Eropa harus mengimpir tawas resin dengan
harga tinggi, sehingga chintz yang dibuat di Eropa memiliki warna yang lebih
kusam dan kurang jelas. Setelah dicuci, kain dicetak menggunakan balok-balok kayu
yang diukir polanya. Setelah itu, balok dilapisi menggunakan pewarna dan
ditekan pada kain kemudian berbeda digunakan untuk setiap warna dan garis luar.

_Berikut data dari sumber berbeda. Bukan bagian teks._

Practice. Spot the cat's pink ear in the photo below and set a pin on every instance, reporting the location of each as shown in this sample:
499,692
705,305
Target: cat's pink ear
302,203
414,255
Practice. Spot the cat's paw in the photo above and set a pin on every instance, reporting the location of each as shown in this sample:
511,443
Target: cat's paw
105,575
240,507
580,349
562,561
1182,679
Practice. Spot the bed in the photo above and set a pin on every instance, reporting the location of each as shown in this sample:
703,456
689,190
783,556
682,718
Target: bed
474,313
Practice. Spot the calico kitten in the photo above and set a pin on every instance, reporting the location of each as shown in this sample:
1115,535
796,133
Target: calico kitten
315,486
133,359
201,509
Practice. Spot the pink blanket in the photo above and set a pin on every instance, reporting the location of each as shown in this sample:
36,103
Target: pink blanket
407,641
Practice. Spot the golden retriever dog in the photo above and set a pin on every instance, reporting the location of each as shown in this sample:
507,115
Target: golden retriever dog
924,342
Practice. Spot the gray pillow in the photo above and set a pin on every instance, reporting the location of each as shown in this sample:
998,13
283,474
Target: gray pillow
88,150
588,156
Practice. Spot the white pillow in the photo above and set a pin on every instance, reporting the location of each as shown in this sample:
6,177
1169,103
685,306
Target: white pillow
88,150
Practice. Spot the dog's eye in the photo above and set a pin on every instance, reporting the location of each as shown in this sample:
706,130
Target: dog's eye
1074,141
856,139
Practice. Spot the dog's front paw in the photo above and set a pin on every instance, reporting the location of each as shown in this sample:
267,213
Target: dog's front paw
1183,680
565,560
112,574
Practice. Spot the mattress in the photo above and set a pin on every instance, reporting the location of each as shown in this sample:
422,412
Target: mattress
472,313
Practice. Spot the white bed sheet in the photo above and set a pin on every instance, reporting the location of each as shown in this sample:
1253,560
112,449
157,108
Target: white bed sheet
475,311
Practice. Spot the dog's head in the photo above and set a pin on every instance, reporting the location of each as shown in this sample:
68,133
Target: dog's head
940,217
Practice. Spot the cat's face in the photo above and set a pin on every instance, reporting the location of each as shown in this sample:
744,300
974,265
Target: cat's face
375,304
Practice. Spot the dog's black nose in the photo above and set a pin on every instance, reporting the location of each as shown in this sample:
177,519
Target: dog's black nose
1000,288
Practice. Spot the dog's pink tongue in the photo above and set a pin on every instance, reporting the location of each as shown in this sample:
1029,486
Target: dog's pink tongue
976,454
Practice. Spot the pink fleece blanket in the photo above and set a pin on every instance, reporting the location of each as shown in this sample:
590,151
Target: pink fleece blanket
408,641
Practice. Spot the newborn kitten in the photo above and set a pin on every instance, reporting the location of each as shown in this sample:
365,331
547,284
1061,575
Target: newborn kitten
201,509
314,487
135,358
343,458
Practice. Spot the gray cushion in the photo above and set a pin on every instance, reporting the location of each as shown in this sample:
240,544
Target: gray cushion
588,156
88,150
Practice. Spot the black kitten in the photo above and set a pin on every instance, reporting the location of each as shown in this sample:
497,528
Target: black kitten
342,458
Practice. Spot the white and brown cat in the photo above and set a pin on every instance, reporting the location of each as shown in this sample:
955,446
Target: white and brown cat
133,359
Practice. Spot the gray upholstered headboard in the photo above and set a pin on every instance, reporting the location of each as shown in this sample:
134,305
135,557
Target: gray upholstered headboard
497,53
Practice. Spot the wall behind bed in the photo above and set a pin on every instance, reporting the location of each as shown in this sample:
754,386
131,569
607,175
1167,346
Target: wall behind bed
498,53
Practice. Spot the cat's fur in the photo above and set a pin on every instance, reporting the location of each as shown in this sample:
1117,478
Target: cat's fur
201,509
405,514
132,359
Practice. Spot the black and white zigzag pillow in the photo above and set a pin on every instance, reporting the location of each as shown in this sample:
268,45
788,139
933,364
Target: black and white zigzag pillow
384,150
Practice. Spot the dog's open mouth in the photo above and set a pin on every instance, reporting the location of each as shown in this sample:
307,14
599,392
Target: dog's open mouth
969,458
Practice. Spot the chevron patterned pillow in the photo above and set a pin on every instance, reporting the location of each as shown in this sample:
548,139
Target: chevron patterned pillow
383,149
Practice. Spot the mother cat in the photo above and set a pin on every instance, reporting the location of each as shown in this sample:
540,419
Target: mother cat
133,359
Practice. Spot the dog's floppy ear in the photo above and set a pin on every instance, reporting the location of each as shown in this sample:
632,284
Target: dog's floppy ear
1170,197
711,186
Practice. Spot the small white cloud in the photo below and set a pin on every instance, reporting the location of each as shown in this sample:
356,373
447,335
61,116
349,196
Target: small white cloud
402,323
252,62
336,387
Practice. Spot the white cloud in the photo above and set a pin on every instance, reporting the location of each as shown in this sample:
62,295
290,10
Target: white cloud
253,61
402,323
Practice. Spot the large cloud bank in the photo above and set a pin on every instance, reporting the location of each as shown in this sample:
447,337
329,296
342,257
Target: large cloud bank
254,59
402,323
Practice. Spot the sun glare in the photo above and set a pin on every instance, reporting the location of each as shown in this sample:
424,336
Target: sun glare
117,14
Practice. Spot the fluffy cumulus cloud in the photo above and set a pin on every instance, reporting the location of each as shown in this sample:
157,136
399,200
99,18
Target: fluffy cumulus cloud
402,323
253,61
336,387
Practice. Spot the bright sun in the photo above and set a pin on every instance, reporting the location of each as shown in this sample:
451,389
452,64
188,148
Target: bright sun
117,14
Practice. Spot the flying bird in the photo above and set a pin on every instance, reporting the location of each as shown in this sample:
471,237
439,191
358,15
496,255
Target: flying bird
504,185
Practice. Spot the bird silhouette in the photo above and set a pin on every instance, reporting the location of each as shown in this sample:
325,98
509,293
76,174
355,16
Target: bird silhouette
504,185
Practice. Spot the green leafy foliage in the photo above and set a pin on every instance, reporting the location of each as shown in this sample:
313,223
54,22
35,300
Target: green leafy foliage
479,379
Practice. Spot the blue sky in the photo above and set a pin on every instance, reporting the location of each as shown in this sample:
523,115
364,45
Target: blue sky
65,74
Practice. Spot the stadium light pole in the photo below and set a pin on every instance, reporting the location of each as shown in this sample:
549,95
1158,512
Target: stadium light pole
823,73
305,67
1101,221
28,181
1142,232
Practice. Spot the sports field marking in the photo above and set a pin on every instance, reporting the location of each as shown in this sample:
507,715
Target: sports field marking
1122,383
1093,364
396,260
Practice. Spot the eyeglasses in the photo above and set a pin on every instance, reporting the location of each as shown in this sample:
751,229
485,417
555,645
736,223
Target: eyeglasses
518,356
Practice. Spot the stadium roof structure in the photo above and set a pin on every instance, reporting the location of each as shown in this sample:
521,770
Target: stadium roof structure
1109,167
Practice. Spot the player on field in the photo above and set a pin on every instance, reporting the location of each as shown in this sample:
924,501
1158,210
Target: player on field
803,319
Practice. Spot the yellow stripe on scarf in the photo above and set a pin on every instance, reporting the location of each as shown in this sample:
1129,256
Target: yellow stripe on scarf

Penggunaan kain chintz meluas
hingga menjadi kain pelapis pakaian. Hingga abad ke-19, dimana para pengusaha Eropa
memakai chintz yang diimpor dari India untuk membuat tirai, kain pelapis, dan
gaun. Beberapa ahli meyakini bahwa kain ini mulai dibuat menjadi pakaian ketika
para pembantu rumah tangga diberi tekstil rumah tangga yang sudah tua dan rusak
lalu dimodifikasi menjadi gaun.
Sadar bahwa tampilan gaun chintz terlihat
lebih modis, produsen mulai menjual kain yang lebih ringan dan mengkilap sebagai
bahan pakaian. Sedangkan kain yang kusam dan berat dijual untuk memenuhi keperluan
tekstil rumah tangga.
Memasuki abad 19, pencetakan dan
kain chintz mengkilap diproduksi di Eropa dengan bantuan pewarna sintetis,
mesin khusus, dan sistem produksi massal. Karena larangan impor kapas India,
jumlah kapas Inggris yang lebih murah mulai melebihi jumlah tekstil cetak blok
dari India. Ekspor kain India pun menjadi terbatas pada sejumlah kecil kain
chintz yang dicat di pantai Coromandel. Saat ini, sebagian besar kain chintz
diproduksi melalui pencetakan mekanis.